Parmi les fonds actions Large Cap USA et Actions Internationales (Monde hors USA) domiciliés aux Etats-Unis de la base de données Morningstar, American Funds a croisé deux univers : le quartile des fonds les moins chers et le quartile des fonds ayant le niveau d'investissement du ou des gérants le plus élevé (cette information doit obligatoirement être fournie par les sociétés de gestion aux Etats-Unis). L'univers Select Active est l'intersection de ces 2 groupes.

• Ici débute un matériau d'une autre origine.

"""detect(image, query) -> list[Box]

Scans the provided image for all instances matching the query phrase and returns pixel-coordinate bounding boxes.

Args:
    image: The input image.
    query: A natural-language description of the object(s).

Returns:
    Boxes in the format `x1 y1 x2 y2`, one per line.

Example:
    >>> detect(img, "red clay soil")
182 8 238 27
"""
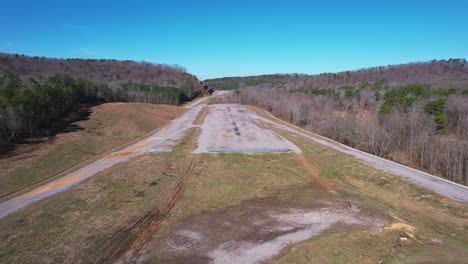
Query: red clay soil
94 158 196 263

Sur 20 ans (calculs arrêtés au 31 décembre 2015), American Funds a calculé les performances moyennes de l'univers Select Active, de l'univers de ses propres fonds, de l'univers de tous les fonds actifs (Active Average) et de l'indice (S&P 500 pour les actions Etats-Unis, qu'elles soient en Blend, en Value ou en Croissance dans la base de données et MSCI ACWI pour les actions internationales - un indice incluant des pays émergents - qu'il y ait des émergents ou pas dans les fonds). Les calculs ont été faits sur des fenêtres de visualisation de 1, 3, 5 et 10 ans.

Voici les résutats pour la fenêtre de visualisation la plus longue, les résultats complets sont disponibles ici (en anglais). A l'extrême-droite, vous retrouverez le pourcentage des périodes pendant lesquelles le groupe a surperformé son indice de référence.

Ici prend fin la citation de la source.